Mit einer Lesung in der Stadtbibliothek Vegesack ist jetzt das Literaturfestival Gastgeber Sprache gestartet. Bis zum 18. Mai werden im Bremer Norden zahlreiche Lesungen von Autoren aus der Region stattfinden. Gastgeber Sprache bedeutet, dass die teilnehmenden Literaten mit ihren Worten zu Gast an verschiedenen Orten sein werden – und die Zuhörer wiederum Gäste in den Gedanken und Geschichten der Schreibenden.

Bei Gastgeber Sprache handelt es sich um einen Verbund hiesiger Autorinnen und Autoren. „Wir haben keinen Vorstand oder sonstige Hierarchien“, erklärt Gerhard Koopmann. Seit 2016 organisiert das Literaturkollektiv alljährlich zwischen Ostern und Pfingsten das Festival. Weitere Autorinnen und Autoren sind übrigens willkommen. „Auch jüngere Semester dürfen sich gerne zu uns trauen“, so Cornelia Knösel. Wer sich über das Literaturnetzwerk informieren, findet unter www.gastgebersprache.info die Kontaktdaten.

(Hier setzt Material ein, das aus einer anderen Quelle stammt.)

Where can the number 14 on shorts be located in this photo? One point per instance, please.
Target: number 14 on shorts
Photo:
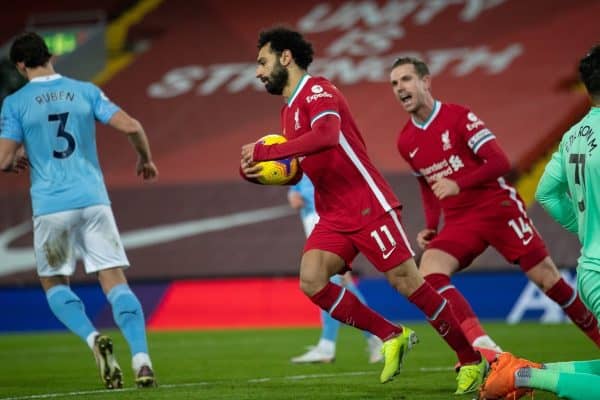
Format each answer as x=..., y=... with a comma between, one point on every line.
x=522, y=228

Die jetzige Auftaktlesung ist quasi ein Schaufenster, durch welches das Publikum kurze Einblicke in das Schaffen der Autorinnen und Autoren erhält. Die zehn Mitwirkenden haben eigens für die Eröffnungsveranstaltung Texte zum Thema „Lesen, Erleben, Träumen“ geschrieben. „Wir erleben also zehn Welturaufführungen“, sagt Bibliotheksleiter Martin Renz in seiner Begrüßungsrede.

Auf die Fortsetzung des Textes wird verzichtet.